I’ve tried all the things like cranberry juice and D-Mannose, but since I don’t get UTIs anyway, it really seemed like a waste of money.
What I do is keep very clean, try to avoid using public loos, but carry hand gel with me, so after I’ve sat on the loo, use antibacterial gel. When I’m out I don’t use wipes anymore before catheterisation, I just go straight in with the catheter. When I’m at home, I use Huggies (pure) wipes everytime. At home I use Lofric catheters. But out of the house, I use Speedicath because they are less flexible, so it’s easier to get the right spot everytime. (So I’ve overordered on one type of catheter, then kept some back and swapped to the other kind, just so I always have both types available.)
I am a little bit OCD about bathroom cleaning. And handwashing. And towel washing. So I know that my loo is clean and I’m not likely to be getting germs from the home loo and am very careful when outside. I’m lucky in that there are only two of us living here, so it’s not difficult to keep the bathroom fairly clean. (Even though my OH is a man and incapable of cleaning the bathroom! I do know that some men are very good at bathroom cleaning, but mine is not!)
I’m fairly certain that some people are just more prone to UTIs than others. For example, my mother keeps her bathroom about as clean as I do mine, but she’s plagued by UTIs. So it’s not necessarily anything you are or aren’t doing.
Glad the SP is working well for you, I felt that ISC was the best of all options for me, and am keeping my fingers crossed that this is just a ‘blip’. I follow all the instructions that the urology nurse told me to do, so I suppose it is wait and see, MS is a right pain, as you well know.
Hope everything is ok for both you and Heather, extra hour in bed on Sunday…woohoo.
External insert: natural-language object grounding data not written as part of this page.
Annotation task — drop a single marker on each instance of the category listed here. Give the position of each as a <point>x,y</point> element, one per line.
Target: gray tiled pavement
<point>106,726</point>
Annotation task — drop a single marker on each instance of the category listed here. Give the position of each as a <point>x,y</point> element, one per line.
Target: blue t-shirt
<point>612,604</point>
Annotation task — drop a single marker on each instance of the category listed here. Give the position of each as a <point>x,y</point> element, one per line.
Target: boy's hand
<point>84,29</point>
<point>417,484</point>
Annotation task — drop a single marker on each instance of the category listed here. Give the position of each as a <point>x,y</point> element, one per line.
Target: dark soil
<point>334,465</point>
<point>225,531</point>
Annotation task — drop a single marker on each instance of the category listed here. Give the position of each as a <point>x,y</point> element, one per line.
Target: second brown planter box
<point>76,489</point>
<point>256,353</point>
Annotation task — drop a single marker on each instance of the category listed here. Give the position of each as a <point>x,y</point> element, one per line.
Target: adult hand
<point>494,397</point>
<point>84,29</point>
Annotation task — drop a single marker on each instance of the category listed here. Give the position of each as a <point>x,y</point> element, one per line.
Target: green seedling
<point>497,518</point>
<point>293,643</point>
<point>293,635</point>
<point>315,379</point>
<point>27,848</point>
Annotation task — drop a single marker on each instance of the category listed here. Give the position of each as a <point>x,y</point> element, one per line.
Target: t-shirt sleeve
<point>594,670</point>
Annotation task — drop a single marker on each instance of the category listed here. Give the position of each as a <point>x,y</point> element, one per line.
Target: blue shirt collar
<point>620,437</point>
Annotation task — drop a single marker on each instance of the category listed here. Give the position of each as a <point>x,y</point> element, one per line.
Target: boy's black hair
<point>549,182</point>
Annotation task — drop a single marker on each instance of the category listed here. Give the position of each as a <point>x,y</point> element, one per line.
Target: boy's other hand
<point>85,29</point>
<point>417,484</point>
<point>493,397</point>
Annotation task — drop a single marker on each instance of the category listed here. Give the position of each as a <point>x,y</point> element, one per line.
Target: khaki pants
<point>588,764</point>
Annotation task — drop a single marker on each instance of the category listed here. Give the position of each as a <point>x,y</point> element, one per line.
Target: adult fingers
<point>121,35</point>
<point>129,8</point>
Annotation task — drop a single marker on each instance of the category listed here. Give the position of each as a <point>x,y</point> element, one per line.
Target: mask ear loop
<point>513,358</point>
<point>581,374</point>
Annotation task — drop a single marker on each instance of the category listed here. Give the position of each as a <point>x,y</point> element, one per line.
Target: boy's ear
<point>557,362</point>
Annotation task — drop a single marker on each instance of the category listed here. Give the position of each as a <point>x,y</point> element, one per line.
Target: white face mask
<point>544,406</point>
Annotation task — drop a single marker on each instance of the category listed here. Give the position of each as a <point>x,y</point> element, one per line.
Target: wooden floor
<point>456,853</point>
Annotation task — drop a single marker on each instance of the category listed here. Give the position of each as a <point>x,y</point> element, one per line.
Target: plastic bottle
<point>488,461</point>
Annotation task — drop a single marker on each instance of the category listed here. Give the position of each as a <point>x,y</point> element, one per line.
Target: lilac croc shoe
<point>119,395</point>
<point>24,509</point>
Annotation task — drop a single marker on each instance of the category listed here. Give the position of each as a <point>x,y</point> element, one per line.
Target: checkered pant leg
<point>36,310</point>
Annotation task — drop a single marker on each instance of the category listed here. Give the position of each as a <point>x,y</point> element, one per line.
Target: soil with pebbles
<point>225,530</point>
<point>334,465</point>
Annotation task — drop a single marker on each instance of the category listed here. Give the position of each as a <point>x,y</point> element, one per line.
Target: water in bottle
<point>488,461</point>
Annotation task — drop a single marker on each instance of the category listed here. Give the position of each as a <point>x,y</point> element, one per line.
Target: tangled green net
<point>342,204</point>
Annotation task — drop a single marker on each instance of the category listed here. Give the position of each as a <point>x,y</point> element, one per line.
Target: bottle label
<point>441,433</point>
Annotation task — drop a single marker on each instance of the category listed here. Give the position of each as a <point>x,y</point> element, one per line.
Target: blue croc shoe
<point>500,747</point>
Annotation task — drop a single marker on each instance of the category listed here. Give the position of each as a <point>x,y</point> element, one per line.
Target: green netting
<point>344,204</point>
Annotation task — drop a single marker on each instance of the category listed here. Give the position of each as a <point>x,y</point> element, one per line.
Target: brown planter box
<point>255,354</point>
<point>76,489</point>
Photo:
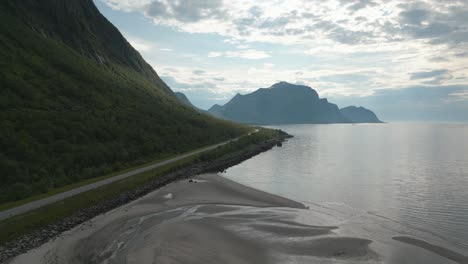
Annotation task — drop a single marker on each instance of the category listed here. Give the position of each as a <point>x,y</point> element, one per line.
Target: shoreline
<point>40,236</point>
<point>209,220</point>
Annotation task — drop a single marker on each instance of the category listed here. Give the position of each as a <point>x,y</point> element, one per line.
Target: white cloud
<point>139,44</point>
<point>250,54</point>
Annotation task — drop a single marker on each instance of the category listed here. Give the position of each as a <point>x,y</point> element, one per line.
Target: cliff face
<point>282,103</point>
<point>79,25</point>
<point>78,101</point>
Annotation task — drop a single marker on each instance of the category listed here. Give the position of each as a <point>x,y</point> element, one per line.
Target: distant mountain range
<point>359,115</point>
<point>285,103</point>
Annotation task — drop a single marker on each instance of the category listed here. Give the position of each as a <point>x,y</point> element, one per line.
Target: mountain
<point>78,101</point>
<point>184,100</point>
<point>282,103</point>
<point>359,115</point>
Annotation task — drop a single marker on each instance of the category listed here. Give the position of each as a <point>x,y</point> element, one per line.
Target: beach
<point>210,219</point>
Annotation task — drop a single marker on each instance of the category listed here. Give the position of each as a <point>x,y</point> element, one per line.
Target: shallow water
<point>388,179</point>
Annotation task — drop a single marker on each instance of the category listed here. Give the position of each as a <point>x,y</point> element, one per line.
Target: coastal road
<point>58,197</point>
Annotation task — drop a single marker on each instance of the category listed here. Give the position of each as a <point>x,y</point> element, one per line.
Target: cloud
<point>422,103</point>
<point>187,11</point>
<point>428,74</point>
<point>198,72</point>
<point>139,44</point>
<point>250,54</point>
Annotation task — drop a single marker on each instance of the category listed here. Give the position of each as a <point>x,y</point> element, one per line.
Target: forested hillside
<point>77,101</point>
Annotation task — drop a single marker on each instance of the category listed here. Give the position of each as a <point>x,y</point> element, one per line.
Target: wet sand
<point>212,220</point>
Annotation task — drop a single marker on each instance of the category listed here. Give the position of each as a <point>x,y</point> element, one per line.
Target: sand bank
<point>211,220</point>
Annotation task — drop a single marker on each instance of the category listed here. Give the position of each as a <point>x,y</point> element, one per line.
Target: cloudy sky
<point>407,60</point>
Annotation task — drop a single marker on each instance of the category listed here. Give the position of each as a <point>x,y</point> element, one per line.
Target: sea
<point>378,180</point>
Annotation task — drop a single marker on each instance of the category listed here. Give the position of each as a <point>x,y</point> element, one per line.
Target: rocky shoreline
<point>49,232</point>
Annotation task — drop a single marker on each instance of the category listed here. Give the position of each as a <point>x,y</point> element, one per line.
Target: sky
<point>405,60</point>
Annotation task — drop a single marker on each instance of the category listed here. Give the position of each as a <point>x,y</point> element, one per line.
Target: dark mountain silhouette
<point>282,103</point>
<point>78,101</point>
<point>359,115</point>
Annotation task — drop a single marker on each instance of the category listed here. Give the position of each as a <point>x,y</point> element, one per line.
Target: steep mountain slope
<point>77,101</point>
<point>359,115</point>
<point>184,100</point>
<point>282,103</point>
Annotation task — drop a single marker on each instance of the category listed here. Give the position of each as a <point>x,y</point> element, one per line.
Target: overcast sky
<point>406,60</point>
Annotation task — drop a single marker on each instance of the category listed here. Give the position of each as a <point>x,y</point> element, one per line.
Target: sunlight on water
<point>415,175</point>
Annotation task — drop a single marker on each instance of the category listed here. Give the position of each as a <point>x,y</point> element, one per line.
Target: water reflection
<point>412,174</point>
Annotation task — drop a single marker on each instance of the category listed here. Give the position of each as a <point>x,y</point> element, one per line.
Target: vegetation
<point>79,106</point>
<point>16,226</point>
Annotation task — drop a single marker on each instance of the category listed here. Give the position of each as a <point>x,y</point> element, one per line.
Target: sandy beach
<point>211,220</point>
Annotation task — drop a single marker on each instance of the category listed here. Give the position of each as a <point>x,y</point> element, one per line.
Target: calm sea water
<point>409,179</point>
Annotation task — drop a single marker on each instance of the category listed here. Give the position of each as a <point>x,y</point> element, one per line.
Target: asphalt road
<point>58,197</point>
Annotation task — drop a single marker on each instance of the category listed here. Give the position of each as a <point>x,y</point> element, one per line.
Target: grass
<point>16,226</point>
<point>9,205</point>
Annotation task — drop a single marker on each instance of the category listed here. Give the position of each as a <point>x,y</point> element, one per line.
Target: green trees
<point>65,117</point>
Thanks for your reply, I will keep going, it’s still early days I suppose. I do follow all the instructions and it’s only me and hubby, so cleanliness shouldn’t be the problem, in fact I think I go OTT. I use the Speedicath because I found the Lofric too bendy, and as I have a tremor, found the sturdy one better for me.
As I have to use a mirror I try really hard not to use loos outside of home, I tend to worry about taking too long (as I am quite slow doing it) and others having time wait.
I shall be glad when it gets to the point whereby it becomes second nature, and I suppose that comes with practice.
Once you feel that you are comfortable with doing ISC with a mirror, ie, when you get the idea of what it might ‘feel’ like (depending on how much feeling you have downstairs!) and what your hands are doing, you could try to do it without a mirror, over the loo. The first time I tried without a mirror, I was astonished at how easy it was. Actually easier than with a mirror.
And that in turn may make it easier and in turn, make it easier to avoid ISCs.
As far as keeping people waiting, I have had to adopt an attitude of ‘so what’. If it takes me a while, then so what. Other people might take just as long. And you just take as long as you need to regardless of time. Let’s face it, able bodied people don’t seem to mind using disabled loos!
Just keep going and you’ll get there. Speedicath apparently has the best low friction record of all the catheters. So you’re doing exactly the right thing. Practice makes perfect (so I’ve been told!)
i can do it without a mirror!! i’m proud of that. sometimes use a speedibag too which helps me see how much i’m retaining and is good for testing for UTI. no more peeing in a tiny bottle.